Além dessas estratégias de desenvolvimento autônomo, esses grupos, como a maioria dos grupos revolucionários, também garantiram a sua presença nas ruas por meio de manifestações, ações e mobilizações múltiplas. Como mencionei anteriormente, nossos movimentos precisam ser capazes de ir às ruas e inscrever nossas causas nelas. Isso pode ser feito de várias maneiras, mas é necessário que os movimentos revolucionários queer assumam um papel de liderança nas mobilizações. Sem buscar controlar o discurso ou combater outros tipos de iniciativas, não podemos nos dar ao luxo de esperar que as organizações e os movimentos institucionalizados tracem caminhos e finalmente se movimentem para agir. Temos que assumir a responsabilidade de criar momentos de luta, pontos de convergência e presença pública política.

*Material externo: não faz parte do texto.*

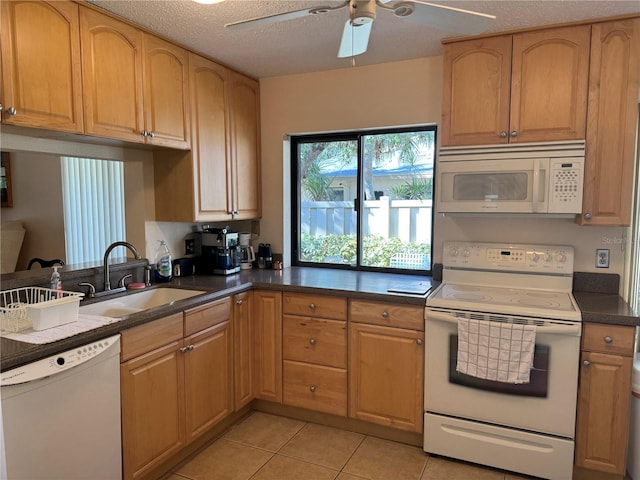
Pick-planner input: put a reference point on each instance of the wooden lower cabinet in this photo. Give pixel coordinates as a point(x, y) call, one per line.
point(174, 386)
point(243, 349)
point(267, 361)
point(208, 378)
point(386, 375)
point(604, 398)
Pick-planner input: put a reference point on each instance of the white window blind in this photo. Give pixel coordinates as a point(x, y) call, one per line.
point(93, 200)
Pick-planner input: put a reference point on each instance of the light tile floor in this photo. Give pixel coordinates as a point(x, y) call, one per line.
point(270, 447)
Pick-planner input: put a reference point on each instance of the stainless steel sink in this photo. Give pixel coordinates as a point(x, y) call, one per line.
point(138, 302)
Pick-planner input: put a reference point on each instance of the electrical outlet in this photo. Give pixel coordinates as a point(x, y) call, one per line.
point(602, 258)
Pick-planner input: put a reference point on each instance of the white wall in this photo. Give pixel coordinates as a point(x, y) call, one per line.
point(402, 93)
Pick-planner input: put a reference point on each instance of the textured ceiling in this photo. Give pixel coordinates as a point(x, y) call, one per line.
point(311, 44)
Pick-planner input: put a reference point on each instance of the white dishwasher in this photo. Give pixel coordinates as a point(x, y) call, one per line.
point(61, 415)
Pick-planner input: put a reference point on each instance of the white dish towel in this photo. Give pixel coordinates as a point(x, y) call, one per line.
point(497, 351)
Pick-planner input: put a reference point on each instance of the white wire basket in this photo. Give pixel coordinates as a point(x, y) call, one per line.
point(38, 308)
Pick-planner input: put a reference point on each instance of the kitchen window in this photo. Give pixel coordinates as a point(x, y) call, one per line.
point(93, 202)
point(364, 200)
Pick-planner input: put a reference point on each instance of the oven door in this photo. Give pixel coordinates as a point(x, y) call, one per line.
point(546, 405)
point(501, 186)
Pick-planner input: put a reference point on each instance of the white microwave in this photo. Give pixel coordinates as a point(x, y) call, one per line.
point(515, 178)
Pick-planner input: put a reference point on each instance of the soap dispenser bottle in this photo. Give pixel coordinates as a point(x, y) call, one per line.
point(56, 283)
point(163, 263)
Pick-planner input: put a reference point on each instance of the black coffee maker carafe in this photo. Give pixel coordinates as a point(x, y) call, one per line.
point(265, 256)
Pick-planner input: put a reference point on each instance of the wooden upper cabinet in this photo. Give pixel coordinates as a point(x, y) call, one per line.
point(473, 111)
point(40, 40)
point(549, 83)
point(243, 96)
point(209, 144)
point(112, 76)
point(136, 85)
point(166, 98)
point(526, 87)
point(612, 123)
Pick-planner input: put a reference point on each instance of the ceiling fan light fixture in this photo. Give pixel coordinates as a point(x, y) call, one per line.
point(403, 9)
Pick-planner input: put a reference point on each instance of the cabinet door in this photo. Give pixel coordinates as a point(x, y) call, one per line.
point(268, 345)
point(152, 409)
point(475, 96)
point(389, 360)
point(243, 96)
point(243, 348)
point(549, 84)
point(40, 40)
point(166, 106)
point(612, 123)
point(602, 426)
point(209, 143)
point(208, 372)
point(112, 77)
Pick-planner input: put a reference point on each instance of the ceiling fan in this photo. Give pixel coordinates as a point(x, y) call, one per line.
point(362, 13)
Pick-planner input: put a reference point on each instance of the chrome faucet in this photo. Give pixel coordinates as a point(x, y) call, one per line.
point(107, 282)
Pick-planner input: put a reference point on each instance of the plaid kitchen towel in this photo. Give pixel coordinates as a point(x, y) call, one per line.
point(498, 351)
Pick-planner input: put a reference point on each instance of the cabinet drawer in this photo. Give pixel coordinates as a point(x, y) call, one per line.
point(387, 314)
point(617, 339)
point(144, 338)
point(322, 306)
point(316, 387)
point(314, 340)
point(206, 316)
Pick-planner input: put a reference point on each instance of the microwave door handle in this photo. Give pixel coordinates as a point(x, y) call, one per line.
point(535, 194)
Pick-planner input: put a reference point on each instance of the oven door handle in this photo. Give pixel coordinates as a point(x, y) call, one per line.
point(573, 329)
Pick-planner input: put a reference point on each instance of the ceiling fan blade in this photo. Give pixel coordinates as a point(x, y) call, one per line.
point(355, 39)
point(281, 17)
point(443, 17)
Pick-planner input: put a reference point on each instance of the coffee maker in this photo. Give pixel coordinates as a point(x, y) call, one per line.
point(218, 251)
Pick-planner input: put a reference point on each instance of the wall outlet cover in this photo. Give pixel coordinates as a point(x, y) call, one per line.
point(602, 258)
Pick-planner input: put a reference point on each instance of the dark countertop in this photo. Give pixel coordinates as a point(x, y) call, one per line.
point(367, 285)
point(605, 308)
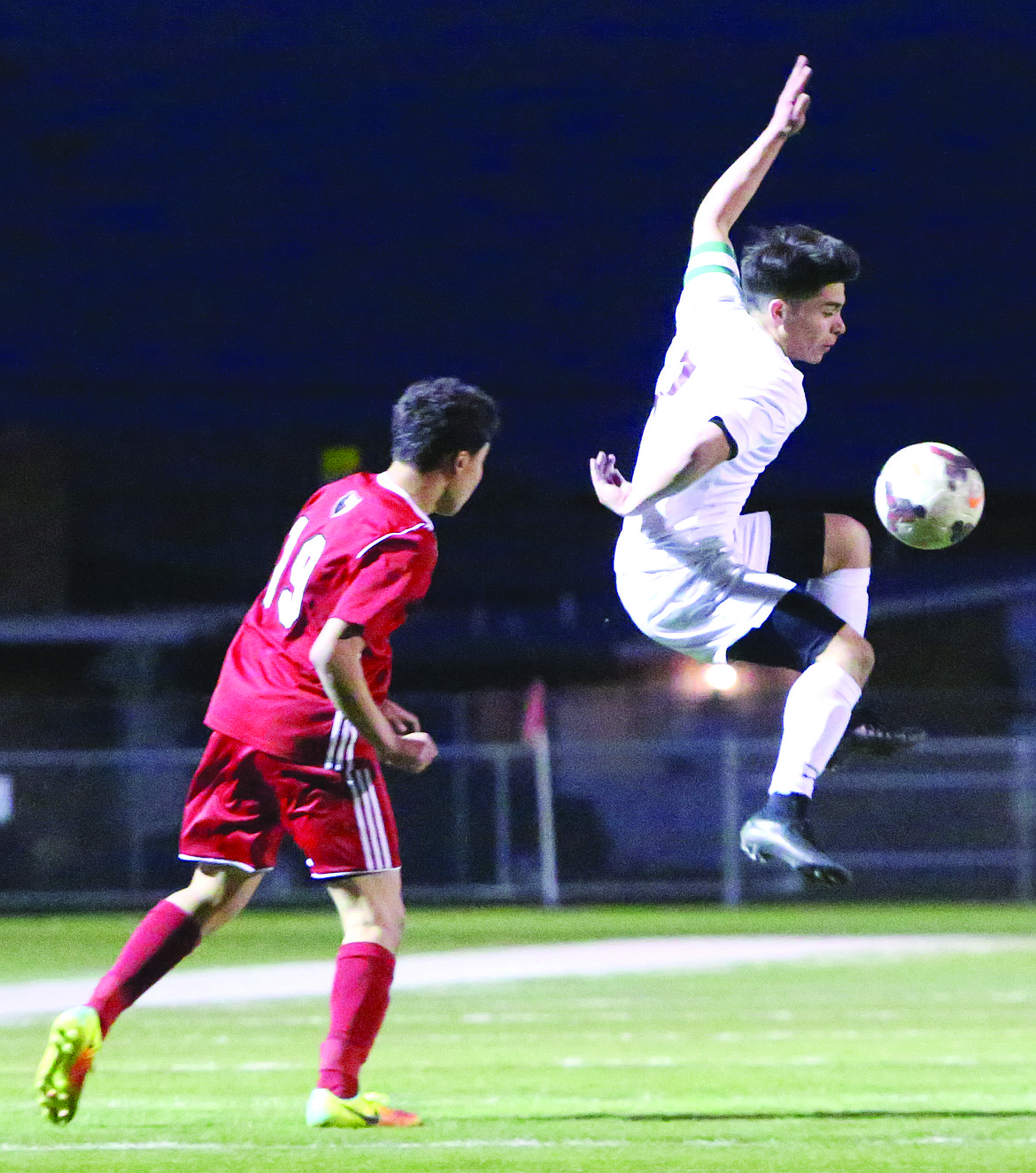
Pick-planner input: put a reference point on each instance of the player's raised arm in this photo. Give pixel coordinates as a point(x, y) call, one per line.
point(732, 191)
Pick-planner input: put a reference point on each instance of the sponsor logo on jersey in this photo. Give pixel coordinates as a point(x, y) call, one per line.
point(343, 505)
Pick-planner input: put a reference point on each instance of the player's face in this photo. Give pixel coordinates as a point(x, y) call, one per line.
point(813, 327)
point(468, 472)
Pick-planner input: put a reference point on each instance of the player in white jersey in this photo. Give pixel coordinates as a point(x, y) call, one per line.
point(692, 571)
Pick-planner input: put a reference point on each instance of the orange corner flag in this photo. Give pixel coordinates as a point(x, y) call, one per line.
point(534, 725)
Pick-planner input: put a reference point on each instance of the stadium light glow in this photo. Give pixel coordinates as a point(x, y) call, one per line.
point(721, 677)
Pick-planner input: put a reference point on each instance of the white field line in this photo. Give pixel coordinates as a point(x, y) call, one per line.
point(462, 967)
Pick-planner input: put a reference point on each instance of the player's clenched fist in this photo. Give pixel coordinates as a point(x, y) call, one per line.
point(415, 752)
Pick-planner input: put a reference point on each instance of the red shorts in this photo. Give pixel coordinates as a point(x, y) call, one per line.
point(242, 801)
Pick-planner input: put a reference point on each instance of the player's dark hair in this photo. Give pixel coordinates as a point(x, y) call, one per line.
point(432, 421)
point(794, 263)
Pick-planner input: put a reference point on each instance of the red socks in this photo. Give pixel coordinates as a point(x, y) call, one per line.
point(162, 938)
point(360, 996)
point(360, 999)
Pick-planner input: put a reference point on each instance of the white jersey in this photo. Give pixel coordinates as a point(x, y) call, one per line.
point(721, 367)
point(679, 566)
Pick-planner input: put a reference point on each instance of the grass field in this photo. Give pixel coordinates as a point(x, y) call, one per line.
point(872, 1065)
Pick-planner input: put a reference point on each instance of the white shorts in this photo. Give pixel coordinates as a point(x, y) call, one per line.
point(700, 596)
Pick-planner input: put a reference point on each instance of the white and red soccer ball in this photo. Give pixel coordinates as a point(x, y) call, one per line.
point(930, 495)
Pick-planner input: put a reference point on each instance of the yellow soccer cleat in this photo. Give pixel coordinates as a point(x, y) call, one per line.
point(325, 1110)
point(74, 1039)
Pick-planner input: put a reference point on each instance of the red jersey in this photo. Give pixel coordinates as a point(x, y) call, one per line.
point(360, 551)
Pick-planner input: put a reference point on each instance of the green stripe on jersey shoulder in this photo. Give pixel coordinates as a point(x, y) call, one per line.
point(697, 270)
point(712, 246)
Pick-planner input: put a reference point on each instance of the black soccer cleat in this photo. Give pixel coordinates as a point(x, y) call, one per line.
point(791, 841)
point(870, 738)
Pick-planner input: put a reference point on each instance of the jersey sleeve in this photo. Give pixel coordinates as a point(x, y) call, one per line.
point(390, 575)
point(753, 421)
point(712, 288)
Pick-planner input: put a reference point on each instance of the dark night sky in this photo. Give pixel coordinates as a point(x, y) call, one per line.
point(266, 213)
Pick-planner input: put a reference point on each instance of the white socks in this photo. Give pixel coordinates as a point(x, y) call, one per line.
point(845, 591)
point(816, 714)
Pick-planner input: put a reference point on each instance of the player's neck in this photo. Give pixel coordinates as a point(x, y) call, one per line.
point(422, 488)
point(769, 328)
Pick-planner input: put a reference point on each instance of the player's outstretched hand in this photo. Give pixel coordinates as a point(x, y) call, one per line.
point(790, 112)
point(401, 719)
point(414, 752)
point(609, 484)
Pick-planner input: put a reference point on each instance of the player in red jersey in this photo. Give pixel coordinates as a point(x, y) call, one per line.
point(300, 718)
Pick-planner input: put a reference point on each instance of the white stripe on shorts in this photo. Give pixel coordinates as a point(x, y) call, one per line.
point(342, 744)
point(376, 854)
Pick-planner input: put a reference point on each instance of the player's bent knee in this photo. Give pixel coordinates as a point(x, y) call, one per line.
point(852, 653)
point(847, 544)
point(216, 894)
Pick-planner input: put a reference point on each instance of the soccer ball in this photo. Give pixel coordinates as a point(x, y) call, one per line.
point(930, 495)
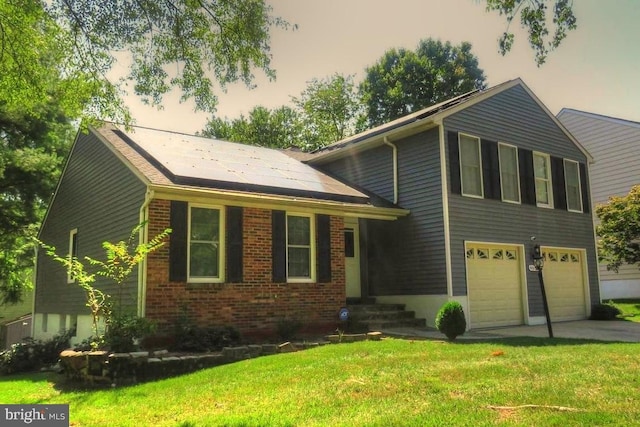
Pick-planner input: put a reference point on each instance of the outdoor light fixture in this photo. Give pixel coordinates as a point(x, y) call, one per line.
point(538, 259)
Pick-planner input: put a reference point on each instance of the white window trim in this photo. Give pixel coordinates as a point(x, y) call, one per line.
point(312, 249)
point(73, 233)
point(519, 201)
point(476, 196)
point(221, 245)
point(549, 179)
point(566, 187)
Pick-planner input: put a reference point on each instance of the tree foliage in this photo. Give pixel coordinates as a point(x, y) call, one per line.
point(535, 18)
point(276, 128)
point(619, 230)
point(33, 145)
point(329, 109)
point(404, 81)
point(325, 112)
point(183, 44)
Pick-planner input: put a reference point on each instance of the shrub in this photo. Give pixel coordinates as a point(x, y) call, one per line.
point(124, 330)
point(31, 354)
point(288, 327)
point(606, 311)
point(450, 320)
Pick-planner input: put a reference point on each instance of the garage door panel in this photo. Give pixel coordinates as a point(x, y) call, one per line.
point(563, 274)
point(494, 285)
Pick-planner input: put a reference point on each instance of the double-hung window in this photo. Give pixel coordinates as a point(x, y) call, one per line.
point(509, 174)
point(470, 166)
point(572, 185)
point(206, 244)
point(542, 172)
point(300, 233)
point(73, 252)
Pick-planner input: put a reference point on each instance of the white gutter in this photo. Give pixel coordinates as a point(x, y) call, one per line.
point(386, 141)
point(142, 267)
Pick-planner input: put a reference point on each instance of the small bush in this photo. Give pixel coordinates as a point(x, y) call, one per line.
point(288, 327)
point(124, 330)
point(607, 311)
point(31, 354)
point(450, 320)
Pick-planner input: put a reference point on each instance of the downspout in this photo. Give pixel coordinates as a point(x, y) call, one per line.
point(395, 168)
point(142, 268)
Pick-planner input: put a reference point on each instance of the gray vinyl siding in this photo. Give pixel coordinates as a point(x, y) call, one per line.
point(371, 170)
point(615, 147)
point(100, 197)
point(513, 117)
point(407, 256)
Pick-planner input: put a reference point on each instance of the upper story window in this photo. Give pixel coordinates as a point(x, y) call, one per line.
point(205, 248)
point(73, 252)
point(542, 173)
point(470, 166)
point(509, 173)
point(572, 185)
point(300, 248)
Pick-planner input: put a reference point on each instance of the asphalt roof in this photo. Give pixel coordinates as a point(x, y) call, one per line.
point(199, 161)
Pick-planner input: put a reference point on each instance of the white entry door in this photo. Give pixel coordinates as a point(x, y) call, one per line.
point(352, 257)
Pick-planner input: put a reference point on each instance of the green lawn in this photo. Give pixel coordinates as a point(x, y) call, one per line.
point(391, 382)
point(630, 309)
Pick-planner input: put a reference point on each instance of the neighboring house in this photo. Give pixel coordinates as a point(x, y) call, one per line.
point(615, 146)
point(438, 205)
point(15, 321)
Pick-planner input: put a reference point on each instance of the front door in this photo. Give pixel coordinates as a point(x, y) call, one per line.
point(352, 257)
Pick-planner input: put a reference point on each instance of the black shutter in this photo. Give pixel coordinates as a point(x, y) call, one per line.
point(279, 246)
point(323, 230)
point(490, 170)
point(454, 163)
point(527, 177)
point(234, 244)
point(178, 241)
point(584, 185)
point(558, 183)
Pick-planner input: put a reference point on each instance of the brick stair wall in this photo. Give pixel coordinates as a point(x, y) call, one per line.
point(376, 317)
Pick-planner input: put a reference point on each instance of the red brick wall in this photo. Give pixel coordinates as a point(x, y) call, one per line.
point(255, 306)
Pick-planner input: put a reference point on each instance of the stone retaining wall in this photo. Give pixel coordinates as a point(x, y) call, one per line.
point(128, 368)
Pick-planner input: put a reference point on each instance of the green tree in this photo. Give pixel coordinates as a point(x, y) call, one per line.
point(619, 230)
point(404, 81)
point(276, 128)
point(33, 145)
point(329, 109)
point(535, 18)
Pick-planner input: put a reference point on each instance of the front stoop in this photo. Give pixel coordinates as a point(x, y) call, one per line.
point(377, 317)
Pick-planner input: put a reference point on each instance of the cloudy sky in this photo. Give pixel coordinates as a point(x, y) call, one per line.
point(597, 68)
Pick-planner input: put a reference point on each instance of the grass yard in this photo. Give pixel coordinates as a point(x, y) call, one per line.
point(391, 382)
point(630, 309)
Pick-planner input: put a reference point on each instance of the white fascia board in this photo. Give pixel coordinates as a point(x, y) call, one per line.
point(267, 201)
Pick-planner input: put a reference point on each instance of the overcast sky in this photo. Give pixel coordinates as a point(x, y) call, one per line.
point(596, 69)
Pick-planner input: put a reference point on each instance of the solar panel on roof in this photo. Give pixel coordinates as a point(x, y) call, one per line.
point(215, 161)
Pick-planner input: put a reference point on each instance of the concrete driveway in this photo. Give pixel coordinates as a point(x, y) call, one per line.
point(614, 330)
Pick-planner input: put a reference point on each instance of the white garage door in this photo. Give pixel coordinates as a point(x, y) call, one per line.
point(494, 285)
point(563, 274)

Ao criar nossas próprias manifestações, contra-manifestações, ações, bloqueios e protestos, damos um dinamismo importante às lutas e demonstramos aos nossos irmãos sua capacidade de agir.

Nossos movimentos também devem criar de forma autônoma plataformas para disseminar nosso discurso e estratégia. Essas plataformas, seja no formato impresso, virtual ou presencial (festival, treinamento, debate etc.), devem ser preenchidas com uma riqueza de pensamentos e palavras que possam inspirar e orientar nossas comunidades nas lutas que estão por vir. Nossa capacidade de promover nossos ideais e de colocá-los em contato com as várias realidades imediatas de nossas comunidades determinará nossa capacidade de permanecermos relevantes e de mantermos um relacionamento orgânico com elas.

Em suma, o que eu levo da história desses grupos e de suas práticas para o nosso movimento é a necessidade de construir um movimento pluriforme e organizado; um movimento capaz de defender nossas comunidades, participar e instigar várias lutas e mobilizações e garantir uma capacidade autônoma de solidariedade e ajuda mútua.

Considerações finais

A necessidade de criar um movimento revolucionário em nossas comunidades deve ser, de muitas maneiras, evidente para muitos de meus irmãos queer e trans. A eterna luta que enfrentamos neste mundo capitalista nos faz perceber sua imperfeição, sua crueldade. Essa constatação nos coloca diante de um enorme desafio: o trabalho a ser feito parece interminável, e nossos recursos, ridículos. E, no entanto, todas as grandes mudanças sociais começam em algum lugar, por meio da ação e do trabalho de determinados grupos de indivíduos. É difícil imaginar como derrubar um sistema inteiro, mas é fácil começar! Encontre pessoas ao seu redor que compartilhem seus valores e sentimentos. Forme um grupo organizado e comece a agir em sua própria escala (postando contra a transfobia, criando e divulgando conteúdo, marcando presença em manifestações, encontrando outros grupos com os quais colaborar, organizando eventos públicos etc.). Ao encarnar a si mesmo no espaço público, você permite que outras pessoas se identifiquem com suas ações, entendam e se juntem a você. Desenvolva seu próprio poder de ação, desenvolva suas próprias estratégias e maneiras de fazer as coisas e estude as dos outros. Um punhado de pessoas coordenadas e prontas para agir pode formar a base de um coletivo poderoso que, em relação a outros, pode criar um movimento forte.

Love and Raige [Amor e Raiva]

tradução por acervo trans-anarquista

[1] Nota do tradutor: refere-se a negócios organizados por pessoas gays, como pink money.

[2] Naquela época, estávamos falando sobre o movimento de gays e lésbicas, a noção do movimento queer nascendo naqueles anos e o movimento trans tendo sido amplamente apagado ou suplantado naquele período.

[3] O Bund não foi a única força judaica de esquerda a organizar tais esforços, mas foi de longe a mais significativa.